I had every intention of posting more, I did. I have been putting some outfits on my Facebook page and Instagram still so be sure to follow me there. But honestly life has been tough lately. Having to completely change what I thought life was going to look like hasn’t been easy. At first I felt a sense of freedom, having finally made a hard decision, and there is definitely a freedom that comes from doing whatever you want, whenever you want again. But then the sadness, loneliness, and fear sets in. It is scary, I’m not going to lie. I can’t help but wonder if I will ever find someone to love me again, and dating here isn’t easy. Just ask all my fabulous and beautiful single girlfriends. But you get through each day and hope that each one is easier than the next. I’m very lucky to have lots of wonderful and supportive girlfriends here and around the country, some of them having been in my shoes and come out the other end better than before. My cousin went through a very similar situation to mine and is on the other end of Facebook messenger for me almost daily, reminding me it won’t feel this bad forever. She encouraged me to maybe even blog about it, so here I am : )
I felt before I sort of glossed over things, just wanting to move forward, but of course it is never that easy. And I share my life here so felt it was time to open up a bit more. Maybe some of you have been through or are going through similar situations.
I’ve dipped my toe back in the dating pool a bit and so far I’ve found one guy I really liked who sent me a very lame text ending things after we discovered he was deathly allergic to my cat.
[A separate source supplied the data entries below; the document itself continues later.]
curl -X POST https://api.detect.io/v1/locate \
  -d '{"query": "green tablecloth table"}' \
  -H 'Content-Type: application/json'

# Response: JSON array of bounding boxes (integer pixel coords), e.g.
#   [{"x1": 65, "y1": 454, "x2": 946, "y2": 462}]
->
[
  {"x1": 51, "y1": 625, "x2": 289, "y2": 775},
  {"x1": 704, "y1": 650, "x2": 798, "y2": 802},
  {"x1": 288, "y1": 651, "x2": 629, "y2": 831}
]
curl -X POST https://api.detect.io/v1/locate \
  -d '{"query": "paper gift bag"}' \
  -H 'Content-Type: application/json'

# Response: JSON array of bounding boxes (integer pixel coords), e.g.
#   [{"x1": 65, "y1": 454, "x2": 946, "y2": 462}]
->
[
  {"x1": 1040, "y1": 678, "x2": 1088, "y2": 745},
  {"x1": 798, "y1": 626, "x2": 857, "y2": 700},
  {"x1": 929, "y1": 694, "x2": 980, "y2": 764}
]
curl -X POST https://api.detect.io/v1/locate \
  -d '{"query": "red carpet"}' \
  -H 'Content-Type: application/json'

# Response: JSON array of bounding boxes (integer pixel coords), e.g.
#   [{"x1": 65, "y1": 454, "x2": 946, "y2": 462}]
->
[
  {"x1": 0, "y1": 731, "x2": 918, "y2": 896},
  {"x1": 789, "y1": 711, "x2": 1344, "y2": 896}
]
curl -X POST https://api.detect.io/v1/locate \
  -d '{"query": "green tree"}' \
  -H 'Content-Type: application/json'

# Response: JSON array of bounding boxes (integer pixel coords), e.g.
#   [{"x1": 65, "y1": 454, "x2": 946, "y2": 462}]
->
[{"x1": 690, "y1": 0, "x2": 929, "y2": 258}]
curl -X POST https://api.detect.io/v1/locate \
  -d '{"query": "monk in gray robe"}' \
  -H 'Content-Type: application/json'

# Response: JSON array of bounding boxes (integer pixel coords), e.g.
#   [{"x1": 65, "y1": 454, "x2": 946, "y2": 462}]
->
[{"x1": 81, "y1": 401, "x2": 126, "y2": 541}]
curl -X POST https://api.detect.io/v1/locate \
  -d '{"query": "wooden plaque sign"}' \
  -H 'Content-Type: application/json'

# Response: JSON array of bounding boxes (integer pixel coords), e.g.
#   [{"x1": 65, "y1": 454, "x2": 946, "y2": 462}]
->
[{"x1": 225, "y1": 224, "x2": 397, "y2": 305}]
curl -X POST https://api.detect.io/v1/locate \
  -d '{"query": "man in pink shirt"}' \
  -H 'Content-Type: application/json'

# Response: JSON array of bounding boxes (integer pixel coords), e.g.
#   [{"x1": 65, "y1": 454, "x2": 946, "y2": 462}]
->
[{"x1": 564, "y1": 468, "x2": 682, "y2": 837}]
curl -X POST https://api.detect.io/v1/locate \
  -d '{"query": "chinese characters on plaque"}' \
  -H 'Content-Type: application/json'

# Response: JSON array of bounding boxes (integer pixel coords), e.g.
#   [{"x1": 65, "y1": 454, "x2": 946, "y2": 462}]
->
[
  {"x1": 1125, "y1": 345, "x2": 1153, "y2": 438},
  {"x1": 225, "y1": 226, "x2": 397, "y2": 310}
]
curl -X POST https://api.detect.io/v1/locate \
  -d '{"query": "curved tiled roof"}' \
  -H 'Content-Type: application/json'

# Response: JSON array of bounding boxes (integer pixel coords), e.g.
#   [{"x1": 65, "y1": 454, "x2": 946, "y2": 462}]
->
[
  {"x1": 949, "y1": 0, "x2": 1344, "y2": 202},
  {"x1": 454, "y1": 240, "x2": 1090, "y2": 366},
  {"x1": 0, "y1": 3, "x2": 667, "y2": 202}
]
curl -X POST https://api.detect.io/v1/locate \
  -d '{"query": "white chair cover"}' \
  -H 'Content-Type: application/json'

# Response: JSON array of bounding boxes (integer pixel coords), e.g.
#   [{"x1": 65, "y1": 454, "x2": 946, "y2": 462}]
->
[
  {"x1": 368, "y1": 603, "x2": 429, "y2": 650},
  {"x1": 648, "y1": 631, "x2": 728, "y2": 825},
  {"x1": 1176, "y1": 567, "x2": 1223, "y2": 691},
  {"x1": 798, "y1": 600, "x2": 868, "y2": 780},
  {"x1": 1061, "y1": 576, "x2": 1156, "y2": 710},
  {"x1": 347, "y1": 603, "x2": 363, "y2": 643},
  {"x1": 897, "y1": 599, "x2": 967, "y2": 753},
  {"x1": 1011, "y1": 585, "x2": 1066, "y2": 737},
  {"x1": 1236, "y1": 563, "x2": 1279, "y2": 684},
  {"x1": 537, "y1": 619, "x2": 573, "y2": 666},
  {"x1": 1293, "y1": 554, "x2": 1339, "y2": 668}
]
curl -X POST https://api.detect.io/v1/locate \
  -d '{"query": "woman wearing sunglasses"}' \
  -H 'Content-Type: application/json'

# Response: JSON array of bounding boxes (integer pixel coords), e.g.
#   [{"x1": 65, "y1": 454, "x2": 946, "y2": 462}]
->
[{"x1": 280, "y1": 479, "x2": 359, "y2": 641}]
Awesome. Like throat closing up allergic. It was crushing to feel that hopeful and see it all end with a text. I’ve also been “catfished” – pretty sure the pictures he used were at least 10 years old. Most have been fine but no sparks. I have made friends through one date with another divorcee though, reminded me it can be nice to have male friends that aren’t just your husband’s friends. And so it goes…
Going into the holidays single for the first time in 8 years is daunting. I have my sorority holiday party tonight that one of my gay besties is attending with me, god bless him. But then I have to hit the work party solo when most people are coupled up and it feels less than awesome.
So that’s where I’m at right now! I’m really hoping once the holidays pass my spirits will lift and I will find the motivation I need to get back at it. Or who knows, maybe the holiday spirit will catch on sooner than later, or at least the sales : )
On a positive note I’m still loving my new place, and Coco is very happy and settled in. Work is going really well and I’m happy to have a place to go each day with awesome co-workers.
I really appreciate you all for following along with my sporadic posting, and your supportive comments mean a lot.